No estudo do cancro da mama com nódulos linfáticos positivos (TAX316) foi observada neuropatia sensorial periférica persistente no final da quimioterapia em 10 de 84 pacientes com neuropatia sensorial periférica durante o acompanhamento.
Doença dos órgãos cardíacos
No estudo TAX316, 26 (3,5%) pacientes do grupo TAC e 17 (2,3%) pacientes com FAC, desenvolveram insuficiência cardíaca congestiva. Todos os pacientes acima foram diagnosticados com insuficiência cardíaca congestiva após 30 dias do período de tratamento, excepto um paciente em cada grupo de tratamento. 2 pacientes no grupo TAC e 4 pacientes no grupo FAC morreram de insuficiência cardíaca.
No estudo GEICAM 9805, 3 (0,6%) pacientes do grupo TAC e 3 (0,6%) pacientes do grupo FAC desenvolveram insuficiência cardíaca congestiva durante o período de seguimento. 1 paciente do grupo TAC morreu de cardiomiopatia dilatada.
Doença do tipo pele e tecido subcutâneo
No estudo TAX316, a queda de cabelo foi relatada em 687 pacientes no grupo TAC e 645 pacientes no grupo FAC durante o período de seguimento após o fim da quimioterapia.
Foi observada alopecia persistente em 29 pacientes do grupo TAC (3,9%) e 16 pacientes do grupo FAC (2,2%) no final do período de seguimento.
No estudo GEICAM 9805, 49 pacientes (9,2%) no grupo TAC e 35 pacientes (6,7%) no grupo FAC relataram queda contínua de cabelo durante o período de seguimento após o fim da quimioterapia. Foi observada alopecia persistente em 3 (0,6%) pacientes no grupo TAC e 1 (0,2%) paciente no grupo FAC no final do período de seguimento.
Sistema reprodutivo e doenças mamárias
No estudo TAX316, a amenorreia em curso foi observada no final da quimioterapia em 121 dos 202 pacientes com amenorreia no final do acompanhamento.
No estudo GEICAM9805, foi observada amenorreia persistente em 18 (3,4%) pacientes no grupo TAC e 5 (1,0%) pacientes no grupo FAC com um seguimento mediano de 10 anos e 5 meses.
Doenças sistémicas e reacções diversas no local de administração
No estudo TAX316, no final da quimioterapia, foi observado edema periférico persistente durante o acompanhamento em 19 dos 119 pacientes do grupo TAC que tinham edema periférico, e em 4 dos 23 pacientes do grupo FAC.
No estudo GEICAM 9805, observou-se que o linfedema persistia no final da quimioterapia em 4 dos 5 pacientes do grupo TAC que tinham linfedema e durante o acompanhamento, e em 1 dos 2 pacientes do grupo FAC durante o acompanhamento.
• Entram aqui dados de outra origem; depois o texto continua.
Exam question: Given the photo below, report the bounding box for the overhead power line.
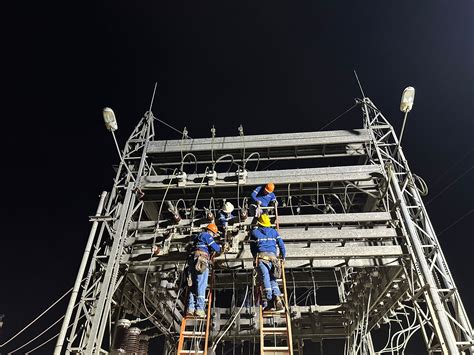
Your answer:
[426,165,474,206]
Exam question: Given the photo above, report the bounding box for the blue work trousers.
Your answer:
[257,259,281,301]
[188,258,209,313]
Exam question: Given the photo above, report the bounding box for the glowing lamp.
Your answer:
[102,107,118,132]
[400,86,415,113]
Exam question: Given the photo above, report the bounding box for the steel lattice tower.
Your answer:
[55,98,474,354]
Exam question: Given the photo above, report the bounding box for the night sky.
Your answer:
[0,0,474,354]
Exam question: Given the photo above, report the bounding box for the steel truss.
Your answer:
[55,98,473,355]
[361,98,474,354]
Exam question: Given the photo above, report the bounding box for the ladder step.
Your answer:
[183,330,206,338]
[263,346,290,351]
[262,327,288,334]
[262,310,286,317]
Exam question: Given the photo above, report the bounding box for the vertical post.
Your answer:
[85,183,132,354]
[54,191,107,355]
[390,170,459,354]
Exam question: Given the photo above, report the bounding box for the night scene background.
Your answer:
[0,0,474,354]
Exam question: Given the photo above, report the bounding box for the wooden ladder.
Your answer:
[259,264,293,355]
[176,289,212,355]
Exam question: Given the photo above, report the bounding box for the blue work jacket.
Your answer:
[193,232,221,254]
[217,210,235,227]
[251,186,276,207]
[250,227,286,259]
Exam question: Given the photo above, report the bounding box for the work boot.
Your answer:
[194,309,206,318]
[262,300,275,312]
[274,296,285,311]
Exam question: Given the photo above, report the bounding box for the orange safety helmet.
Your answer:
[206,223,218,234]
[265,182,275,194]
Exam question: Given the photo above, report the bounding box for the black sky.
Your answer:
[0,0,474,353]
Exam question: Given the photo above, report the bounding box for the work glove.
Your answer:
[222,242,230,253]
[151,245,160,255]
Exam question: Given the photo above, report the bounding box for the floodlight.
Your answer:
[102,107,118,132]
[398,86,415,149]
[400,86,415,113]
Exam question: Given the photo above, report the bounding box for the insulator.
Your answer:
[138,335,149,355]
[113,319,132,354]
[206,210,214,222]
[125,327,141,353]
[173,213,181,223]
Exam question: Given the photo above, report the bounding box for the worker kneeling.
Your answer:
[250,214,286,311]
[187,223,229,318]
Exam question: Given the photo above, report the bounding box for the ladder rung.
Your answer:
[186,316,206,322]
[183,330,206,338]
[262,327,288,333]
[262,310,286,317]
[263,346,290,351]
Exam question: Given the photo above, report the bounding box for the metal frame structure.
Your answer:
[55,98,474,355]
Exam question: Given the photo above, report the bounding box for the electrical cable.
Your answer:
[143,169,178,326]
[438,209,474,237]
[179,152,197,174]
[153,116,192,139]
[212,285,249,352]
[431,148,474,188]
[412,174,429,196]
[0,287,73,348]
[8,303,79,354]
[318,102,359,131]
[425,165,474,206]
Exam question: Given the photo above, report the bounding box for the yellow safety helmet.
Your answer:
[257,214,272,227]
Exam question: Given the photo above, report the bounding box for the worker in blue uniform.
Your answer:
[250,182,277,217]
[217,202,235,229]
[250,214,286,311]
[187,223,229,318]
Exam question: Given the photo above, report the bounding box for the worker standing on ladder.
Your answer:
[250,214,286,311]
[187,223,229,318]
[250,182,278,217]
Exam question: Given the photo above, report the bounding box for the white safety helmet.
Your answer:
[222,202,234,213]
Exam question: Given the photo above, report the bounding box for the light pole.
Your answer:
[398,86,415,147]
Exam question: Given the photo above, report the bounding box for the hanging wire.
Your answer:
[0,286,74,348]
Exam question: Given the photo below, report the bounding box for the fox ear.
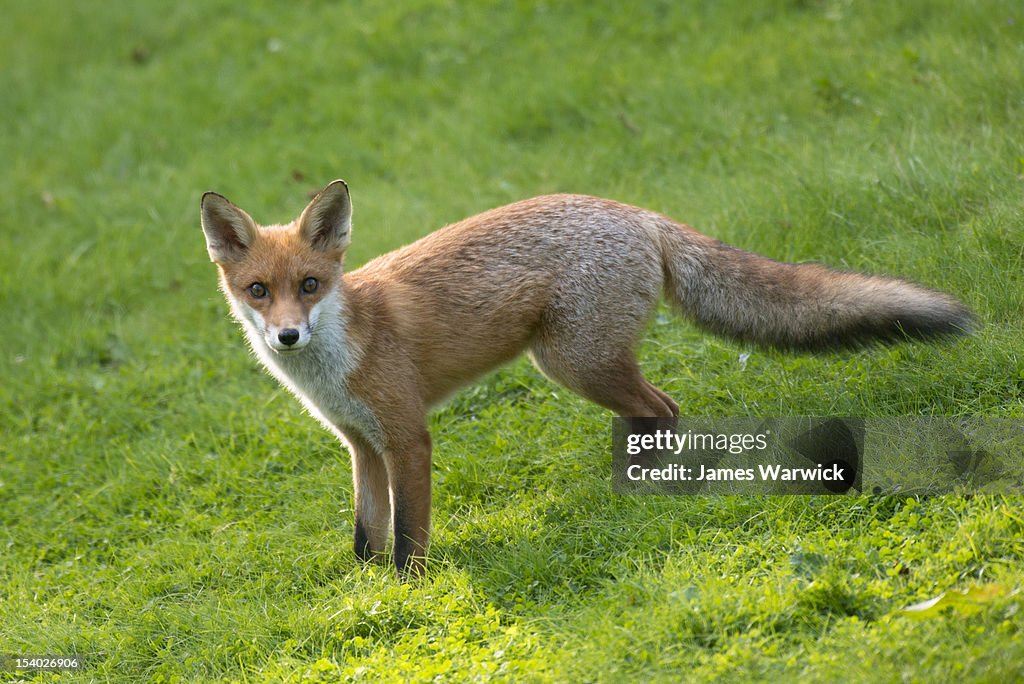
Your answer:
[299,180,352,252]
[200,193,256,263]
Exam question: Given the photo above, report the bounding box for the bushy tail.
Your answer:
[660,221,974,350]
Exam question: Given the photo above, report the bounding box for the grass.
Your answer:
[0,0,1024,682]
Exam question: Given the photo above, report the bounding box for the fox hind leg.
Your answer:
[529,341,679,418]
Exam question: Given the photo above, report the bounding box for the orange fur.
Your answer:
[202,181,971,574]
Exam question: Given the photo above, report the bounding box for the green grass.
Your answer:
[0,0,1024,682]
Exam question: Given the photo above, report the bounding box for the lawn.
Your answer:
[0,0,1024,682]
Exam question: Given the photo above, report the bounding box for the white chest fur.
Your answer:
[237,292,383,448]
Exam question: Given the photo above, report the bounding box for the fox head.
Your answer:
[201,180,352,355]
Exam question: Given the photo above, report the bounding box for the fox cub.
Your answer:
[202,180,972,576]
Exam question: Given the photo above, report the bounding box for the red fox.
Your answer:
[201,180,973,576]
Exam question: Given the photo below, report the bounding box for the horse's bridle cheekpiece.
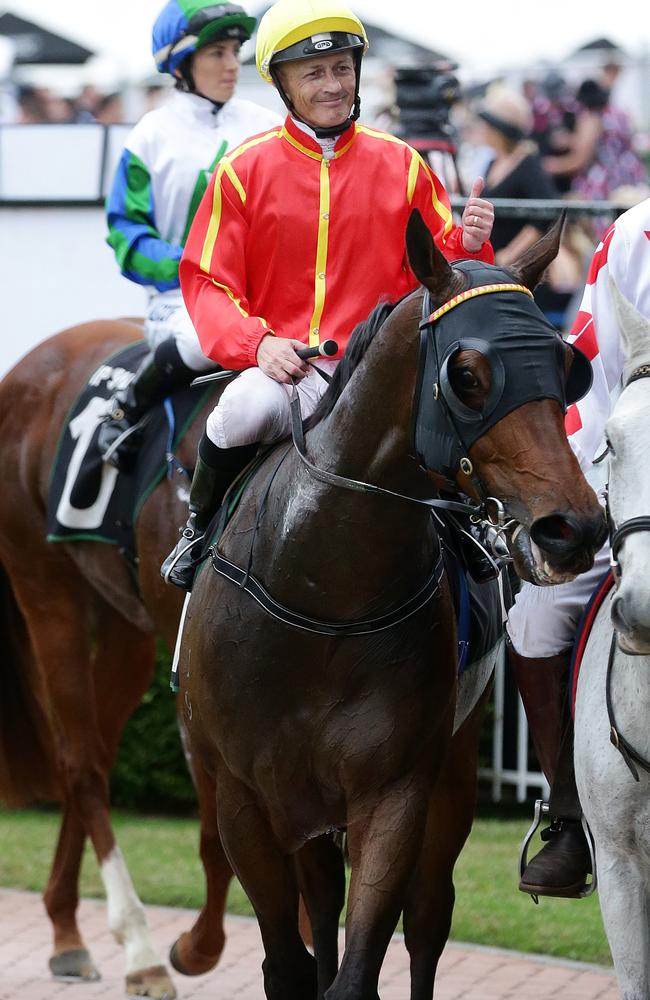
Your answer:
[412,261,592,493]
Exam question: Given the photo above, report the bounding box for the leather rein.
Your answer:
[605,365,650,781]
[207,289,508,636]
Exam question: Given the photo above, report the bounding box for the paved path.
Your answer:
[0,890,619,1000]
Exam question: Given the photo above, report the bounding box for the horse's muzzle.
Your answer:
[512,512,607,587]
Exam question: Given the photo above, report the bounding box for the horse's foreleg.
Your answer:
[169,750,232,976]
[217,766,317,1000]
[43,805,99,982]
[14,576,175,998]
[325,775,429,1000]
[595,852,650,1000]
[296,834,345,998]
[89,604,176,1000]
[404,695,487,1000]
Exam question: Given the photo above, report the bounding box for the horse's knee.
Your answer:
[63,755,109,817]
[262,950,318,1000]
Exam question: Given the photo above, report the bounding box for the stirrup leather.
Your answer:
[519,799,598,903]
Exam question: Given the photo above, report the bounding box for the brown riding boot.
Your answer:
[508,644,591,898]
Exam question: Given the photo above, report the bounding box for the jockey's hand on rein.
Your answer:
[257,333,309,385]
[462,177,494,253]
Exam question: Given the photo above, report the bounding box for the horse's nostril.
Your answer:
[530,514,576,549]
Leucemia aguda/síndrome mielodisplásica
Foi relatada leucemia aguda em 4 dos 744 pacientes do grupo TAC e 1 dos 736 pacientes do grupo FAC durante o seguimento de 10 anos do estudo TAX316. 2 dos 744 pacientes do grupo TAC e 1 dos 736 pacientes do grupo FAC foram relatados como tendo síndrome mielodisplásica.
Durante o seguimento de 10 anos do estudo GEICAM 9805, foi notificada leucemia aguda em 1 paciente (0,2%) dos 532 pacientes do grupo TAC e não foram notificados casos em pacientes do grupo FAC. Nenhum paciente foi diagnosticado com síndromes mielodisplásticas em nenhum dos grupos de tratamento em progresso.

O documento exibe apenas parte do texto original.